These data releases together paint a picture of a UK economy that’s cautiously moving in the right direction. The inflation rate hitting the BoE’s target is certainly a milestone worth celebrating, but the persistent strength in core and services inflation suggests there are still challenges ahead. The BoE’s cautious approach to interest rates reflects this nuanced reality, balancing the need for economic stability with the pressures of inflation.

Wishing you a fantastic weekend,


Thomas Light – Chartered FCSI
Director of Research

Market Movers

On the rise: Games Workshop (LSE:GAW) +12.8% on the week

Games Workshop’s share price surged higher this week following a bullish trading update that showcased significant growth.

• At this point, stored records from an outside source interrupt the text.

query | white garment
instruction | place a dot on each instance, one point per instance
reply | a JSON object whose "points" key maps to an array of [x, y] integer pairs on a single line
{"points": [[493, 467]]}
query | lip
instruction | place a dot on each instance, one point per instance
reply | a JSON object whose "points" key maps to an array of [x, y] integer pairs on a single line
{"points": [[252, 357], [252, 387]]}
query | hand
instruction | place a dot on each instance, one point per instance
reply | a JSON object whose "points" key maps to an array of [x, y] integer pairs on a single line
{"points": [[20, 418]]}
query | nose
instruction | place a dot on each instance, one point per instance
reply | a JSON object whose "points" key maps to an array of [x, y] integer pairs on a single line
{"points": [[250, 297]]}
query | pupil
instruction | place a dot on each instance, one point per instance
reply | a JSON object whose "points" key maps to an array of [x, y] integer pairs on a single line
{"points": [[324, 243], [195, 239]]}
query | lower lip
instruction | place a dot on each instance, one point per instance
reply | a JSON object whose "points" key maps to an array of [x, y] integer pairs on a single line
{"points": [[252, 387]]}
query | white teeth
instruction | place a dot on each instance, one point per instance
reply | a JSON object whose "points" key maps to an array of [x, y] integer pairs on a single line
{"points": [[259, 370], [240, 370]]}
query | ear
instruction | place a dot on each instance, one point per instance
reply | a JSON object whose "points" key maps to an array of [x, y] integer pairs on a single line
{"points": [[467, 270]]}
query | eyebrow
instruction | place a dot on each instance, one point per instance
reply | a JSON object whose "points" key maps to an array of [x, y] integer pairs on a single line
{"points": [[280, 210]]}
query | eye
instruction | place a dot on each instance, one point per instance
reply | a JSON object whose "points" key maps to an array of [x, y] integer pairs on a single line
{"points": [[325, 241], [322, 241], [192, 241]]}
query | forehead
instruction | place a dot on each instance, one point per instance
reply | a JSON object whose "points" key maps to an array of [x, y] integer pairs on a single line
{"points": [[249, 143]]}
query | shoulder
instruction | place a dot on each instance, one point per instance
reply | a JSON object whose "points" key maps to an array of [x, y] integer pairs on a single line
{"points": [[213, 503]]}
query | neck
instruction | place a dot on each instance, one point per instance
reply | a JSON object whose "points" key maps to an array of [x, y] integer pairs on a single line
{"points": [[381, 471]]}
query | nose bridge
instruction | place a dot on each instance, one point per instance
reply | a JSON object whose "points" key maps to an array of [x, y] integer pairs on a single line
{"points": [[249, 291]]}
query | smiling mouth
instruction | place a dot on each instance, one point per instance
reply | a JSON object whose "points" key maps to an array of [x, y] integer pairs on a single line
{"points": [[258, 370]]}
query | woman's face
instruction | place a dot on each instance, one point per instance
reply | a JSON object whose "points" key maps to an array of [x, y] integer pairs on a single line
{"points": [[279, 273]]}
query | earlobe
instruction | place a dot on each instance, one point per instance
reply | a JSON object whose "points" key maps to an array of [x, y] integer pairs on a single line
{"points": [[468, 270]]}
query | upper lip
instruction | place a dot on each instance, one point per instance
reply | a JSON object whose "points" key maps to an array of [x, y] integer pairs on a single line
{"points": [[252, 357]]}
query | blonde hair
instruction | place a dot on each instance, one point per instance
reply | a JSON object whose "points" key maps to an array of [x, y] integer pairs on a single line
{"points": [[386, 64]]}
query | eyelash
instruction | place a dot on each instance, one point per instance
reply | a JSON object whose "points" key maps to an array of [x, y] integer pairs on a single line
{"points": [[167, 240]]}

The miniature figures maker announced that for the 53 weeks ended 2 June 2024, it expects core revenue to be no less than £490 million, a substantial increase from £445 million in the previous year.

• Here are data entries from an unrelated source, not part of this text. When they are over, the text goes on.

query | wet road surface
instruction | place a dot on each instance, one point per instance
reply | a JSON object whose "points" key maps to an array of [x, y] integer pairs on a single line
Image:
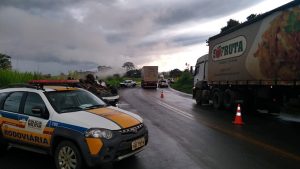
{"points": [[184, 135]]}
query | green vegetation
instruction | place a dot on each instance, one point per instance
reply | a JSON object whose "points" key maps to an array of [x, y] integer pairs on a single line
{"points": [[184, 83], [12, 77]]}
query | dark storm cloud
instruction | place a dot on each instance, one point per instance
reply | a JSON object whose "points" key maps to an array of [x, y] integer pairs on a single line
{"points": [[102, 32], [195, 10], [37, 4], [189, 40]]}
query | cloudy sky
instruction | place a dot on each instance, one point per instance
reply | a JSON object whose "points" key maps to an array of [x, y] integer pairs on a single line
{"points": [[57, 36]]}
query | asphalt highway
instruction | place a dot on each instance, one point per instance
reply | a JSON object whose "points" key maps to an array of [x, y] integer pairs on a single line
{"points": [[184, 135]]}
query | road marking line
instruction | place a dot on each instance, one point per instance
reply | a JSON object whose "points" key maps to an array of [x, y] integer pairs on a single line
{"points": [[234, 134], [180, 112]]}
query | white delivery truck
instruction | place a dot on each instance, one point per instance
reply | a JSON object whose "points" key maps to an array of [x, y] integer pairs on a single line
{"points": [[256, 63]]}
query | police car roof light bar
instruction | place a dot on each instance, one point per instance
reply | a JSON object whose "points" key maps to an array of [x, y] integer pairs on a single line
{"points": [[40, 83]]}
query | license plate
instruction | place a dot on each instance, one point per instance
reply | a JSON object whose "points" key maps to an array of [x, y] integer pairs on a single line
{"points": [[138, 143]]}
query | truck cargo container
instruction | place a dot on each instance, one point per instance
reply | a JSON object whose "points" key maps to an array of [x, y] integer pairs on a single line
{"points": [[256, 63]]}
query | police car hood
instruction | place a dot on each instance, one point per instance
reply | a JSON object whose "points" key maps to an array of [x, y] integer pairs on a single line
{"points": [[111, 118]]}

In addition to strong core revenue, Games Workshop also reported an increase in licensing income, which is projected to be £30 million compared to £25 million in the previous year.

The Group’s estimated profit before tax (PBT) is expected to reach at least £200 million, up from £171 million last year.

Games Workshop maintained a solid track record of returning value to shareholders. The company declared and paid dividends totalling £138 million, equivalent to 420 pence per share. This is a slight increase from the previous year’s £136 million and 415 pence per share.

On the slide: Berkeley Group (LSE:BKG) -5.8% on the week

Berkeley Group’s share price sank this week following the publication of their Final Results, which revealed several issues and trends that concerned investors.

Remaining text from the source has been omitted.